I personally never found Natalie Dupree as dull as dishwater. And I rather liked when PBS had cooking shows that focused more on cooking and food education, even if some found that rather dull. I liked them more than the so called food stars now days that are more about personalities and trendy and way over the top cooking shows like Top Chef and Chopped and Cup Cake Wars and . I mean, really who really cooks like that or who even really wants to eat most of those dishes? Jalapeño, orange rind, sardine and tofu filled cupcakes with gummy bear infused chocolate licorice and lobster glazed icing. Really? Really?
Julia Child and Jacques Pepin and even Jeff Smith (the Frugal Gourmet before he was found to be a perv) on PBS were great and I learned a lot about cooking from them. Most of the shows on the Food Channel now days, not so much.
And Jacques Pepin was even more duller than dishwater IMO than Natalie Dupree, but both of them knew how to cook dishes that real people would want to cook and actually eat.
But their website is now a pay-per-month site.

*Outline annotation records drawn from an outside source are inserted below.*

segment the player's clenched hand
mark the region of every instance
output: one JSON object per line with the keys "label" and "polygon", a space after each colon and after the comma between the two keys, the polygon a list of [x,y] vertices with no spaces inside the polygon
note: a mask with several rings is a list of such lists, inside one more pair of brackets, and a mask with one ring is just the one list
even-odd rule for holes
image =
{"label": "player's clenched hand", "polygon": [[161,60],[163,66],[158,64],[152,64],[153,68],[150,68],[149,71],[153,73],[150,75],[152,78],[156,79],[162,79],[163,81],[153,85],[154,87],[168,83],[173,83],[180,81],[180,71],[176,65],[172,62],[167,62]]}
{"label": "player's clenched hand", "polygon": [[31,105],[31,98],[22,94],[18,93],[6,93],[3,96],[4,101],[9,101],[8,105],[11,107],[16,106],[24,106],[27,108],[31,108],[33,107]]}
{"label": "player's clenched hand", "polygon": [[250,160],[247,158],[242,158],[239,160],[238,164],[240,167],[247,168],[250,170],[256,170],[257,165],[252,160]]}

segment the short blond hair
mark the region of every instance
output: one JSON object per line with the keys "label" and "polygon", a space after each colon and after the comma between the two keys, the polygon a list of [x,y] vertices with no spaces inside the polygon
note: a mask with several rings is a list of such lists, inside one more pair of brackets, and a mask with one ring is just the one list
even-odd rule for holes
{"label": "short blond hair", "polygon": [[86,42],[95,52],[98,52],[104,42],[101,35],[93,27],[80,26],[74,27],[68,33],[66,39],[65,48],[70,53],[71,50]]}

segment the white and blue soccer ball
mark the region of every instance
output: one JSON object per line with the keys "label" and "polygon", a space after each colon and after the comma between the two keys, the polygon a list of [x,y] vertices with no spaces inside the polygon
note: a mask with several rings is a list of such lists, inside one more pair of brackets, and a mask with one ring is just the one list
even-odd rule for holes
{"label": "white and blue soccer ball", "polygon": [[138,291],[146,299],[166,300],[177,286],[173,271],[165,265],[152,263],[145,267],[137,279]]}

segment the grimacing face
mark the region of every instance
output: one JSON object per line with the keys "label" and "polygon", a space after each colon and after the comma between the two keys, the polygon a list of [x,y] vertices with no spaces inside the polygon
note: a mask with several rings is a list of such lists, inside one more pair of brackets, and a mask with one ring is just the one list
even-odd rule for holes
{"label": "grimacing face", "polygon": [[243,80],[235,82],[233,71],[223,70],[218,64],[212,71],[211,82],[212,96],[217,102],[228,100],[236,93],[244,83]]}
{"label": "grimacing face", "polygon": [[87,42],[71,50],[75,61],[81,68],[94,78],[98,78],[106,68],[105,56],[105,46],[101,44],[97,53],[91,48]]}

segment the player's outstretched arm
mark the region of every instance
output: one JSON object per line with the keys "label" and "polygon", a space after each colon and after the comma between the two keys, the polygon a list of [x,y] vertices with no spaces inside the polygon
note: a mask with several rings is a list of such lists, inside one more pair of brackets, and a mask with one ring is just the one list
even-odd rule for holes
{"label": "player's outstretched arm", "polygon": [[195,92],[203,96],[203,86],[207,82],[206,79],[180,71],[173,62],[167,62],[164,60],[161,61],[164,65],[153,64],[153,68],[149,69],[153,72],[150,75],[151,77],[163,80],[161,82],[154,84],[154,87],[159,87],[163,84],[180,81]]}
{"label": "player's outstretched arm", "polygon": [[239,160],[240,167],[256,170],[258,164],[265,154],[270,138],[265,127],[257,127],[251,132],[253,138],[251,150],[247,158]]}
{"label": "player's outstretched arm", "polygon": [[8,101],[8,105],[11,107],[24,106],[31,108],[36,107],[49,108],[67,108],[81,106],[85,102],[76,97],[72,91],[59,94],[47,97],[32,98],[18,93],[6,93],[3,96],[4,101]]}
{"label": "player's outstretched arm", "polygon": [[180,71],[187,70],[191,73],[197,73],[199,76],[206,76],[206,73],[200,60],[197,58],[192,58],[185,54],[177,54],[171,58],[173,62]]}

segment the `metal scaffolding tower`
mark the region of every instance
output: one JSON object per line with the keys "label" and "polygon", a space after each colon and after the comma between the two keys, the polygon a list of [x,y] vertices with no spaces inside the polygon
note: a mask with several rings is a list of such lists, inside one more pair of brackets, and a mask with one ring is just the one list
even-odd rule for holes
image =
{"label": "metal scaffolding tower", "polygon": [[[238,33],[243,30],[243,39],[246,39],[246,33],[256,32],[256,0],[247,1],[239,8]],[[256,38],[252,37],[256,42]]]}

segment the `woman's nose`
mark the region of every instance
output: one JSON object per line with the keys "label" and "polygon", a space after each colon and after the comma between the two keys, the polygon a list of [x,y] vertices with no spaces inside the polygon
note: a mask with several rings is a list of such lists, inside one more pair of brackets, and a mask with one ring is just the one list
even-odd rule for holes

They are good but not that good.
Yeah, I know. I should stop drinking, but life's for living a little.
So if we follow the advice of the food Nazis we will never die?
We’re only here on earth for a very short time. I don’t smoke. I don’t drink. My parents and sister died of lung cancer. My brother died of a massive heart attack at 51. I have one living sibling who is 71 and smokes. No one in my immediate family has lived past the age of 72. I’m 64, and believe in quality, not quantity. Since longevity doesn’t run in my family, I plan on eating what I want, when I want.
Humans need cholesterol, its why its in mother’s milk.
Cholesterol is necessary for synapse formation in the brain.
Some cholesterol lowering drugs actually form Alzheimer-like holes in the brain.
Brisk walking is great exercise and something nearly everyone can do.
I used to belong to a big chain gym and used to laugh how people would actually get into fights over getting the parking space closest to the door. Yea, fight over not having to walk too far from your car to the gym door only to get on a treadmill and walk to nowhere. LOL.